There are moments in your life, in every life, where you can look back at the small nodes of causality, those split second forks in which your course and path are fundamentally altered, sent careening in unanticipated or unforeseen directions. I prided myself, once, in being able to see these moments before they arrived, but the truth is, we hardly recognize we are at a crossroad until it has receded into the distance. You can spin the gears of your mind until they grind smooth, wondering what would happen, if only… If only you had refused the last drink, or took a cab instead… If only you had held your temper and your tongue… If only you had believed her… If only.
When I allow myself to drift down these avenues of doubt, I dream of being able to sleep through the night without waking in screams, without the sweat soaked sheets clinging to my shuddering body. I dream about looking on the deserts of my former home, and smelling the dry, warm earth without gagging and trembling like a lamb. If only.

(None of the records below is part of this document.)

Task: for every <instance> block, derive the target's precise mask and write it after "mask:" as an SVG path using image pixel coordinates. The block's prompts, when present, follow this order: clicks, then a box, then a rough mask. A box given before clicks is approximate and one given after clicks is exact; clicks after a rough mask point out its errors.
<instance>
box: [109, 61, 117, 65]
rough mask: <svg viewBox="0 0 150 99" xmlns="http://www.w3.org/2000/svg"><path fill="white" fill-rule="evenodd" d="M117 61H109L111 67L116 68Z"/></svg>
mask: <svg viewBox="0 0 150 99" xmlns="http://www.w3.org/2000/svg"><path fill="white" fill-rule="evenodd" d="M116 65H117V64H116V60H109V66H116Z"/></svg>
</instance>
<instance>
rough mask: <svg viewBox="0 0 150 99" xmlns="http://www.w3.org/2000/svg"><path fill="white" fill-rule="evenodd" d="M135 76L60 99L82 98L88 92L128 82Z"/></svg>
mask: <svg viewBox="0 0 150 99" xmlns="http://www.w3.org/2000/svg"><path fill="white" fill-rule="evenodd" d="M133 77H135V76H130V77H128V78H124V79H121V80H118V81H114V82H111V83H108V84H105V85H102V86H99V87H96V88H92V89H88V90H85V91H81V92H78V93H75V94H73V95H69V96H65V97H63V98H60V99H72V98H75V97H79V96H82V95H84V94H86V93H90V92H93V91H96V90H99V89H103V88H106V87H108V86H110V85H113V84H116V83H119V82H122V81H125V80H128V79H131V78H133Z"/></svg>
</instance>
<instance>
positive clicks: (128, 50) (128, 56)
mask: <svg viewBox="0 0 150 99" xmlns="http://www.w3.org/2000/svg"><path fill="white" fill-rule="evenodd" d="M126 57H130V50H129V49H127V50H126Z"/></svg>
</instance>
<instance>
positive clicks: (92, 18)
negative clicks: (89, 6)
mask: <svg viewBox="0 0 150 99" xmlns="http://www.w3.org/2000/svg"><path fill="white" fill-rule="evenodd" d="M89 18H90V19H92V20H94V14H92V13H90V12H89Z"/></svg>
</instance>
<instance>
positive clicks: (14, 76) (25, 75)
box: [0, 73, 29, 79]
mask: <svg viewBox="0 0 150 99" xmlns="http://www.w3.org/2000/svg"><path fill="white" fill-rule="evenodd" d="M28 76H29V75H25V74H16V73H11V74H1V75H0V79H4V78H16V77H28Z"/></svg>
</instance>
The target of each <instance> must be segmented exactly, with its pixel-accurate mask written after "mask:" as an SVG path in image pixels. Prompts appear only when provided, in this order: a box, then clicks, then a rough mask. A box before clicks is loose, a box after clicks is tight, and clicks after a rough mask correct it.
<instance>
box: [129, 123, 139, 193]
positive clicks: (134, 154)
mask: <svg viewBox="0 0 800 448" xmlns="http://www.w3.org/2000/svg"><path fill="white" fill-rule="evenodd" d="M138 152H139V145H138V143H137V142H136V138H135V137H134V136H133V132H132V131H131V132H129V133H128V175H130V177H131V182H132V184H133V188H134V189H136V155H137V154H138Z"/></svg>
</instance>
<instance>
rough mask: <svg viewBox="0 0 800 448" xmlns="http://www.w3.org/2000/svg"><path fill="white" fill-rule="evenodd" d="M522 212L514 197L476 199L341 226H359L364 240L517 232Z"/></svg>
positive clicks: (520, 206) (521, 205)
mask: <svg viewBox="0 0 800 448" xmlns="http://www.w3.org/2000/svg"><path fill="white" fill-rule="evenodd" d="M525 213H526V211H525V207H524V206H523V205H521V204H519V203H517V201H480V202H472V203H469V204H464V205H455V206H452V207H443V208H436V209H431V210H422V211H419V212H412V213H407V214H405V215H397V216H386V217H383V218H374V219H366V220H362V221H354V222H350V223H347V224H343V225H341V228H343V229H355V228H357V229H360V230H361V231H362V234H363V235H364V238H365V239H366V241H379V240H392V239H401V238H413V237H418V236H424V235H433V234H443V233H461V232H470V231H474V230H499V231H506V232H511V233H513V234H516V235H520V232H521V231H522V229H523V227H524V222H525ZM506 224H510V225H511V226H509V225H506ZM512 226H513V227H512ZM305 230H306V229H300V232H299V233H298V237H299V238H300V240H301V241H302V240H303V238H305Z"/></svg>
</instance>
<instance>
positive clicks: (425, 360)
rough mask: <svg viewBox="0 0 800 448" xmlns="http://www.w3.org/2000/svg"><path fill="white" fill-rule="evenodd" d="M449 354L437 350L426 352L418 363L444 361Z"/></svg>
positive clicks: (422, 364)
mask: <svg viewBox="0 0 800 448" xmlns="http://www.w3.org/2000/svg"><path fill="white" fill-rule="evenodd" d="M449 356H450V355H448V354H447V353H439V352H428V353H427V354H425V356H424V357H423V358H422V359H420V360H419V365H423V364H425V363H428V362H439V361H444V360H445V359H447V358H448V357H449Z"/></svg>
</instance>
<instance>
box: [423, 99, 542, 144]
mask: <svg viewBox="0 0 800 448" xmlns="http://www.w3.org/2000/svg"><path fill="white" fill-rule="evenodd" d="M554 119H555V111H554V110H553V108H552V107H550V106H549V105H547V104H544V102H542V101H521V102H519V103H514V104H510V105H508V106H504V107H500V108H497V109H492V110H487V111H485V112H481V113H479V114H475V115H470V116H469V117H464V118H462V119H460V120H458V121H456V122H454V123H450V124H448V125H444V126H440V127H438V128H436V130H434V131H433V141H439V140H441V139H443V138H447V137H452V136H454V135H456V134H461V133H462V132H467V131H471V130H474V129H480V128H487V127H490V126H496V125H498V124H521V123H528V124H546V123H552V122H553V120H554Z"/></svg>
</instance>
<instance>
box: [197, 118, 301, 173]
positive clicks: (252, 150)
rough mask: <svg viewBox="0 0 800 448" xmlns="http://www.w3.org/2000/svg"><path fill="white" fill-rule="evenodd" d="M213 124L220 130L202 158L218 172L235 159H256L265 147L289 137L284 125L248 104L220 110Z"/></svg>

When I arrived at my nexus, a literal crossroad on Indian Route 8064 in the high desert of Arizona, I had not an inkling that I was on the precipice. The sun was low in the horizon, fat and bloated red through the dusty air, and the heat of the day was only beginning to recede. Ahead of me was the long drive to Flagstaff through the great empty patches of the state. Long, long ago, I had taken to avoiding the highways and began taking the old roads, the crumbling delta of blacktop that go almost unused as they silently crisscross the desert. Each time, I would take a new fork, and allow the desert’s quiet purity envelop me as I traversed an unfamiliar path. It was like meditation, a way to wipe clean the slate of my worries: the rising debt, the disintegrating marriage, my mother’s rapidly metastasizing cancer. It was a place of simplicity and calm, earth and sky and quiet and emptiness. It was my paradise, the great panacea to my doubts and worries.